Opinion ID: 161480
Heading Depth: 2
Heading Rank: 4

Heading: Implicating special sovereignty interests

Text: 16 In response to the Supreme Court's decision in Coeur d'Alene, we recognized: [I]f we determine the relief Plaintiffs seek, although prospective and not tantamount to a damages award, is an excessive intrusion into an area of special state sovereign interest, Ex parte Young does not apply, and the Eleventh Amendment bars the suit. Elephant Butte, 160 F.3d at 611-12. The defendants argue that the present action invades special sovereignty interests. But we may easily dispense with this argument because, in J.B. ex rel. Hart v. Valdez, 186 F.3d 1280 (10th Cir. 1999), we held that a state's interest in administering a welfare program at least partially funded by the federal government is not such a core sovereign interest as to preclude the application of Ex parte Young.

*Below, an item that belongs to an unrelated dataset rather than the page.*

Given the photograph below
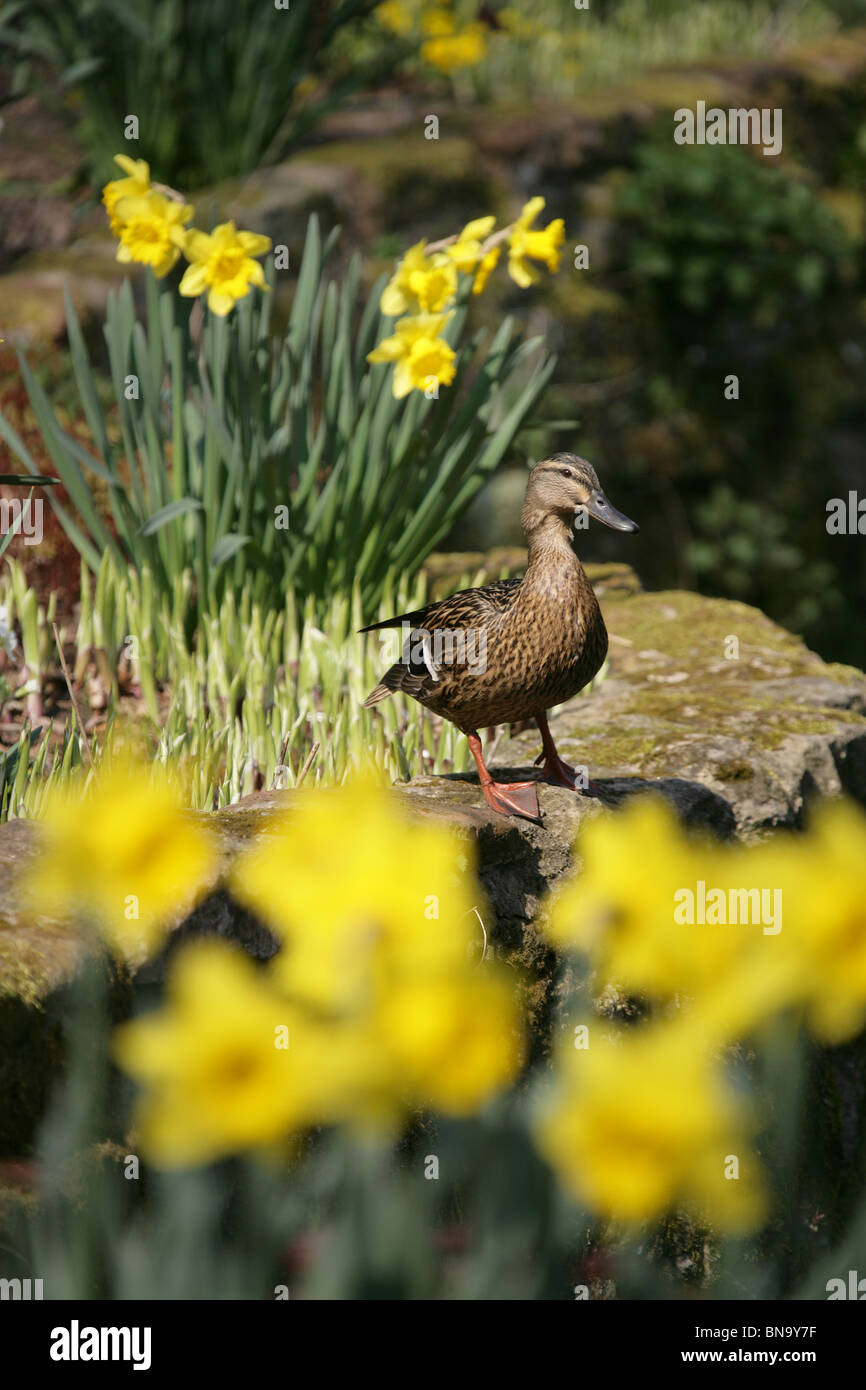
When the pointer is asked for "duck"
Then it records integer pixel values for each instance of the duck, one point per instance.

Id. at 1287. We also noted that a challenge to the administration of a welfare program is not the equivalent of a suit for money damages, nor does it strike at the state's fundamental power, such as the power to tax. Id. Moreover, one of the claims in Valdez involved an alleged violation of the Medicaid Act, the same statutory scheme at issue in the case before us. Because the plaintiffs in the present case are challenging the administration of New Mexico's Medicaid plan, we conclude it is analogous to Valdez and special sovereignty interests are not implicated.